アズサがそう思っていると、集合時間ぴったりに到着した電車からアヤミが降りてきた。アズサは、なにか信じられないものを見るような目つきでアヤミを見つめ、手を振った。アヤミはなにか照れくさそうな表情で手を振り返す。改札を出たところで落ち合うと、アズサは、
「どうしたん? なんかあったん?」
と、定刻に現れた人間には聞かないような質問をする。
「なに? 待ち合わせの時間を守るんは、社会人として当然…、ウチはちゃうか、アハハハハ」
「びっくりした。ホンマどうしたん? 誰かに送ってもろうたとか?」
「いや、アズサから電話もろうた時、歯、磨いてて、あれで、時計見たら、パッパッとやればぎりぎり間に合いそうやってん。ほんで、すぐ着替えて、走って駅まで来た。息切れたわ」
「なんや、アヤミも成長したなあ」
アズサがほめるような揶揄するような、しかし笑顔で告げる。
「今日は出足が早いねんな。幸先ええかも」
アヤミが自画自賛して応える。それを受けて、逆にアズサがアヤミに謝る。
「アヤミ、かんにん、ウチ、ここ十時集合て言うたけど、そうすると、十時のケーブル出てしまうんよ。次の電車は三十分待ち。かんにんな」
「ええよ、だって、こっから歩いたらケーブルの駅まで何分かかかるし、待ってたらええやん。ケーブルの駅に行こ」
はたから見れば、二十代の若い女子二人が、観光か何かで待ち合わせして、一人が他方に段取りの悪さを謝っている姿にしか見えなかった。二人は、そのままケーブルカーの駅に歩き始める。
「今日は、お母さんかお父さんか起こしてくれはったん?」
「うん、お母はんが起こしてくれるねん。高校の時は毎日学校まで送ってくれたし。話したやんね」
「うん、聞いた。送ってくれるのはお父さん?」
「ウチ、お父はんおれへんねん」
アズサは、アヤミの家族構成は知らなかった。仕事上の作家として知り合ってまだ数か月ということもあり、プライベートも、学年や大津在住、一人っ子などある程度は知っていたが、それ以上は何も知らなかった。
「え、そうなん? ずっとお母さん一人?」
「うん、ウチが物心ついたころは、もうお父はんはおらんて、ずっと母一人子一人やったんよ。せやから、小学校上がるまでは、親は母親一人が普通やと思うてたくらい。お父はんがいる家見ると、なんであの家は、大人のおっさんがおるんや、とか思うとった。アハハハ」
「そうなん。早うに亡くなったとか?」
「いや、よう分からへんのよ。
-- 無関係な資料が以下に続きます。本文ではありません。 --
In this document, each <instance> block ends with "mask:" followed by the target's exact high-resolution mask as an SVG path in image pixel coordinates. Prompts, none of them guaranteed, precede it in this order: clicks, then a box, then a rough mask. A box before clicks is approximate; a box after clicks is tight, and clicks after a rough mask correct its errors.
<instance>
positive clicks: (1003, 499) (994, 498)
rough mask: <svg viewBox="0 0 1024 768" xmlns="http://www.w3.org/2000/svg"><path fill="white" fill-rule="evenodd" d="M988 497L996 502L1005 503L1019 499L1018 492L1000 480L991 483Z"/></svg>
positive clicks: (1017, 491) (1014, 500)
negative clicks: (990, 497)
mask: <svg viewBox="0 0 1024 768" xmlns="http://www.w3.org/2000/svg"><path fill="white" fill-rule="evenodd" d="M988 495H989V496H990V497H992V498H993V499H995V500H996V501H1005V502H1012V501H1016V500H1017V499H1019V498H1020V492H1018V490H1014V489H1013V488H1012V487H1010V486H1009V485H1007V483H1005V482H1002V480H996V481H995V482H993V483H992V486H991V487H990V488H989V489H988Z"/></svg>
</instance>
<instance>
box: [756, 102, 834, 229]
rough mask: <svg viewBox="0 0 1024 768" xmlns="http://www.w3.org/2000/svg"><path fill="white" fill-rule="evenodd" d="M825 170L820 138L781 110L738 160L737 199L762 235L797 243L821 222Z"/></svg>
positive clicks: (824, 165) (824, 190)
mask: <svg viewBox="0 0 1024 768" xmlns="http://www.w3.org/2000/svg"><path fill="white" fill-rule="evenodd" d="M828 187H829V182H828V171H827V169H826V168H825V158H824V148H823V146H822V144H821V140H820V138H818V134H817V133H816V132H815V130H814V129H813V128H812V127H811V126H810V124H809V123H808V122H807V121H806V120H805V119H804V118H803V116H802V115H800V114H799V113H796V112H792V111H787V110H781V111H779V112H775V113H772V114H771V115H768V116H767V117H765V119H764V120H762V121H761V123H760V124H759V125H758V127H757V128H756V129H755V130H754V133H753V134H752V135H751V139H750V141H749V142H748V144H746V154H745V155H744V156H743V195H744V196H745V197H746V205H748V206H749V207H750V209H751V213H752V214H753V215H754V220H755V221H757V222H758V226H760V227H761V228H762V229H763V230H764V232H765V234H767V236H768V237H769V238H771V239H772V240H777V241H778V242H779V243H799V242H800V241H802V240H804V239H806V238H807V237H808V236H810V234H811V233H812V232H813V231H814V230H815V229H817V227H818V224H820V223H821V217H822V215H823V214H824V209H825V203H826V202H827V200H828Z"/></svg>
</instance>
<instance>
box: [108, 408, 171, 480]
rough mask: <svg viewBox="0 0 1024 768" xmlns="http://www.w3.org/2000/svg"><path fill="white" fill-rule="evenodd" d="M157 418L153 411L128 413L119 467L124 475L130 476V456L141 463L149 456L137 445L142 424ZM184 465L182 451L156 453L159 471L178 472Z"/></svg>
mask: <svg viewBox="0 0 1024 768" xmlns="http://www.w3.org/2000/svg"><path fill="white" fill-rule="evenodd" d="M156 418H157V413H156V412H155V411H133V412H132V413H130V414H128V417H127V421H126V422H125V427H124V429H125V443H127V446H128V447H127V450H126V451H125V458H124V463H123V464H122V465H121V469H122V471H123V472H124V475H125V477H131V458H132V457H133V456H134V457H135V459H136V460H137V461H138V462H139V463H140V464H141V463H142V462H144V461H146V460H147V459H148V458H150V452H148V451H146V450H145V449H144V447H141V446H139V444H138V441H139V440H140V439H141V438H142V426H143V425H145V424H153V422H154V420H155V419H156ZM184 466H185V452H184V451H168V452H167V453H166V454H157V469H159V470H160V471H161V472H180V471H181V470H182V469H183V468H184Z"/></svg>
お母はん、全然話さへんし。離婚したかどうかも知らんの」
アズサはさすがに「戸籍を見たら分かるはずだが、見たことがあるのか?」という質問はすることができなかった。自分の家は両親がいるが、小さいころから片親が当たり前の家庭も数えきれないほどある。それで、こんなに素晴らしい娘が成長するのだから、親が二人か一人かと、子育ては何の関係もないのだろうと、アズサは改めてアヤミを見て確信した。すると、アヤミの方から、アズサの心を読んだように、戸籍の話をしてくる。
「大学入る時、戸籍謄本とか要るから、その時分かるか思うたんやけど、お母はん、入学手続きは代わりにやるから、あんたは来なくてええ、て」
「やっぱり戸籍のことで、なにかあるんやろかね」
「そこまで言われると、なんや、後で戸籍を自分で見るのも怖わあなって、今まで見たことないんよ。ウチ、戸籍にしっかり載っとるんかな」
「大学の入学ができとるんやから、戸籍には載っとる思うよ」
アズサは、あえて、淡々と答えた。
「せやな。戸籍に載っとらんかったら、入学はできとらんな」
アヤミもまるで日常の話題のように返す。アズサがそんなアヤミの母はどういう人なのか、と尋ねる。
「お母さん、働いてはるん?」
「もちろん。ウチが高校生までは、ウチ、収入ないしな。お母はんは学校のセンセしとる」
「へえ、センセやったん。すごい。高校とか?」
「大学のセンセや。研究者みたいなんしとる。なんか、バイオ系とか言うて、ウチには全然分からん」
アヤミの母親は大学のバイオサイエンスの研究者だという。なるほど、アヤミの理科系の能力は母親譲りか、と、アズサは深く納得した。ひょっとして、いつも眉間にしわを寄せているような、厳格な母親なのかと、アズサはさらに聞く。
「普段のお母さん、どんな感じ?」
「全然普通。明るいし、近所づきあいもええし。肩書知らんかったら、ホンマ、普通のオバチャンよ。だから、お父はんがおらんことはもう全然気にせんでええんよ」
「そか。ウチ、なんか両親揃てて、申し訳ない気になってきた」
「なに言うてん。そんなこと言うたらあかんよ。アズサのお父はん、あんなにええお父はんやない。ウチ、普通に、富士山の時にうらやましかったわ。アズサ、ホンマに幸せやん」
「そうやんね。変なこと聞いてごめんね。かんにん」
「全然。変でもなんでもないん。世の中、人が変われば人生も全然変わるいうだけのことやんか」
「うん。そうやね。アヤミは強いね」
アズサは両方の目から涙がぼろぼろと溢れていた。